A report issued earlier this year by Harvard University's Program on Education Policy and Governance concluded that U.S. students are failing to bridge the educational chasm separating them from their foreign peers1. "Textbooks" like this one will help ensure that things stay that way:
Are the cultural wars between creationism and evolution the only thing to blame for America's academic shortfall? No. Of course not. But textbooks like this should be identified for what they are. They're an affront to critical thinking, an affront to progress.
Boing boing's Cory Doctorow calls the book's review questions pedagogically dubious. "What is the point of a 'test,'" he asks, "that tells you what to write in the blanks?" Whatever it is, it certainly isn't education.
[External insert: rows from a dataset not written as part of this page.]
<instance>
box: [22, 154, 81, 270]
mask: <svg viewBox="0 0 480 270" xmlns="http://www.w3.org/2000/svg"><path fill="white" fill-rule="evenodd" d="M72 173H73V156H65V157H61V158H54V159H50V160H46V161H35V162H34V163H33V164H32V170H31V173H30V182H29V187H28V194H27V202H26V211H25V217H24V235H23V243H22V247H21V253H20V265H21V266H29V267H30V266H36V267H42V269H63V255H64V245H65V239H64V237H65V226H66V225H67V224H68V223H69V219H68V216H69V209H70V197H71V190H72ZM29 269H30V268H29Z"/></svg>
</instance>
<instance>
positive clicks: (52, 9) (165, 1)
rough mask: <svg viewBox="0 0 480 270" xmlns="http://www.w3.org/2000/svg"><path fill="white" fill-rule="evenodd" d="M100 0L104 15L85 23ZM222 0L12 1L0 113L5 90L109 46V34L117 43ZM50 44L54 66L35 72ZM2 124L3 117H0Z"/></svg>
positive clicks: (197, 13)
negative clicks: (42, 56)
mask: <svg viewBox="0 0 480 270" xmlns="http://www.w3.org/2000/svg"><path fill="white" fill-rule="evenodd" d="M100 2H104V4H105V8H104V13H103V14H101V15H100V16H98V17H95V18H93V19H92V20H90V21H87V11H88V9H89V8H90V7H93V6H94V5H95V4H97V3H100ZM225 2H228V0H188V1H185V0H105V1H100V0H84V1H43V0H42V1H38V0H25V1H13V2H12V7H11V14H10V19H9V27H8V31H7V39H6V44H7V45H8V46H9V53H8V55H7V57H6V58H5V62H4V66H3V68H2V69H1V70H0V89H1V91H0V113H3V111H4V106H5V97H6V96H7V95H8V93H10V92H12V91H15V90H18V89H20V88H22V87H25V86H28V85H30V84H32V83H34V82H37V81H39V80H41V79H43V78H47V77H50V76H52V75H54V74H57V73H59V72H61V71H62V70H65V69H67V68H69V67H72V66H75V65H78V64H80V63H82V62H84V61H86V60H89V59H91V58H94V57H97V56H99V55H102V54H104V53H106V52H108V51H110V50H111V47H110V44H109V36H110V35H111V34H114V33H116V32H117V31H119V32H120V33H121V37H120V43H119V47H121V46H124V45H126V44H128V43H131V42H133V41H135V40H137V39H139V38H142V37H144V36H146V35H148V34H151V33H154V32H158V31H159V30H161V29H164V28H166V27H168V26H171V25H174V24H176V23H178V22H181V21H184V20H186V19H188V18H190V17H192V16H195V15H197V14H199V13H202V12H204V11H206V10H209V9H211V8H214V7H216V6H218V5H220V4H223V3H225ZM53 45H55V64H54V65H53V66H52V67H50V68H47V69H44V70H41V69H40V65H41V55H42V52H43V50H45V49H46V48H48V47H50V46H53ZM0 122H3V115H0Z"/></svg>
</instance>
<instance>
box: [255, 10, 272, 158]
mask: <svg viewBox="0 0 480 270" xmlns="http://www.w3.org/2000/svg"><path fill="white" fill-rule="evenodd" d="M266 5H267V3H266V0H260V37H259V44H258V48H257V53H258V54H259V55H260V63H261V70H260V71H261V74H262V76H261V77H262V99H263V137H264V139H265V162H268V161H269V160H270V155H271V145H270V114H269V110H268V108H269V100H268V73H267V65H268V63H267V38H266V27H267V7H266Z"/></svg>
[Mad Bonnet + Reddit via boingboing]
1. The relevant quote, lifted from the "Overall Results" section of the report:
U.S. progress [is not] sufficiently rapid to allow it to catch up with the leaders of the industrialized world. In the United States, test-score performance has improved annually at a rate of about 1.6 percent of a standard deviation (std. dev.). Over the 14 years, gains are estimated to be about 22 percent of a std. dev. or the equivalent of about a year's worth of learning. By comparison, students in three countries-Latvia, Chile, and Brazil-improved at an annual rate of 4 percent of a std. dev., and students in another eight countries-Portugal, Hong Kong, Germany, Poland, Liechtenstein, Slovenia, Colombia, and Lithuania-were making gains at twice the rate of students in the United States. Gains made by students in these 11 countries are estimated to be at least two years' worth of learning. Another 13 countries also appeared to be doing better than the U.S.